Overview of Specter. Illustrations are based on t-SNE visualizations of a random subsample of scRNA-seq data by Grün et al. (2016). (A) Standard spectral clustering constructs an affinity matrix that captures (transcriptional) similarities between all pairs of cells (left), which renders its eigen decomposition prohibitively expensive for large data sets. (Right) In contrast, describing each cell (small circles) with respect to its nearby landmarks (big circles) that were initially selected as the means computed by k-means clustering, creates a sparse representation of the full data that speeds up the computation of a spectral embedding.
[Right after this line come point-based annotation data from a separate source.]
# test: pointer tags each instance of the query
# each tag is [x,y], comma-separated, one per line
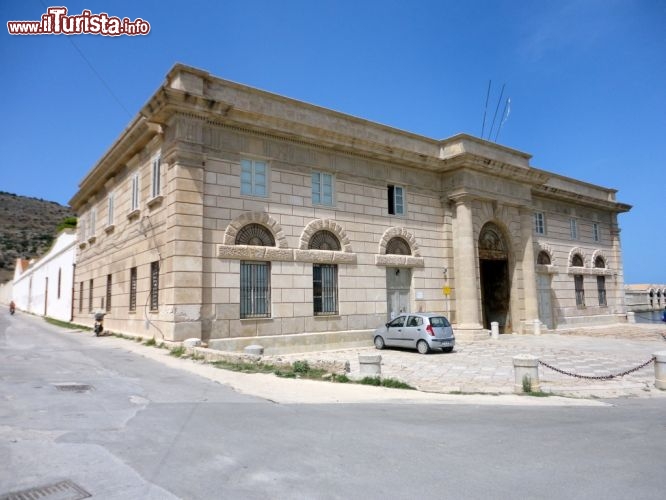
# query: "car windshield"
[439,321]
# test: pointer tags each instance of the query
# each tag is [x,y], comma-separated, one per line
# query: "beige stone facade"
[274,217]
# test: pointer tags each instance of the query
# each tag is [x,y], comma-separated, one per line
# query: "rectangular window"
[325,288]
[156,191]
[601,290]
[90,294]
[133,289]
[254,177]
[93,220]
[595,232]
[154,285]
[539,223]
[134,203]
[396,200]
[255,290]
[108,292]
[322,189]
[109,219]
[580,291]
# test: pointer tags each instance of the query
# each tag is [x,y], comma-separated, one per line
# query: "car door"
[412,330]
[394,331]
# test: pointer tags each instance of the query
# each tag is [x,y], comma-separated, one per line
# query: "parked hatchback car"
[423,331]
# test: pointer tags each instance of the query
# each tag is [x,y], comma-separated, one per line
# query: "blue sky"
[586,78]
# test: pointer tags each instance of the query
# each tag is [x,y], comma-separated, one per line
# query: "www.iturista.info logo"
[57,22]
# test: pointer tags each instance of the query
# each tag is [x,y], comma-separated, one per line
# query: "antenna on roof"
[496,110]
[505,114]
[483,126]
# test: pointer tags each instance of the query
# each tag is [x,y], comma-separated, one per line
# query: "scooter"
[99,324]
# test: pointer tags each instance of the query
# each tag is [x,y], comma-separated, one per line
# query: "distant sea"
[649,317]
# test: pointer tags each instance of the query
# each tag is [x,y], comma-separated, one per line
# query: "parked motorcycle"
[99,324]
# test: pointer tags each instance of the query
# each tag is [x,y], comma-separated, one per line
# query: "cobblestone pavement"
[486,366]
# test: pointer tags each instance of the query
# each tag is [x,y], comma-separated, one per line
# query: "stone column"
[183,273]
[528,268]
[465,262]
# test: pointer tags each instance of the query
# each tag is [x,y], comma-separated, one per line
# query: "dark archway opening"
[495,278]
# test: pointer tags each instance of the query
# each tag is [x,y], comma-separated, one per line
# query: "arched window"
[324,240]
[398,246]
[256,235]
[324,276]
[255,277]
[543,258]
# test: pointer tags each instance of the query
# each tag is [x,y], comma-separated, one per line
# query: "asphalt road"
[145,430]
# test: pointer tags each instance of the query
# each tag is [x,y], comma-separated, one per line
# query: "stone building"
[44,287]
[223,211]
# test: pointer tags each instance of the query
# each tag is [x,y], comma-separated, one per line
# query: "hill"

Cells are colored to distinguish sorted hematopoetic stem cells (blue) from other mouse bone marrow cells (red) assayed by Grün et al. (2016). (B) Specter does not rely on a single set of parameters but performs multiple runs of landmark-based clustering using different sets of landmarks of different size and different measures of similarities between cells (parameterized by σ). Three clusterings closely resemble the true labeling shown in A, but one differs substantially. (C) Specter reconciles all individual clusterings into a consensus clustering. It clusters a carefully selected subset of cells (marked by circled stars) based on their co-association across all individual clusterings in B, indicated by the width of the corresponding edge. The thicker an edge, the more often its two end points were placed in the same cluster. Here, the four red stars and the two blue stars correctly form two groups of cells, whose labels are finally propagated to the remaining cells using one-nearest-neighbor classification. The final clustering shown in C closely resembles the true clustering in A.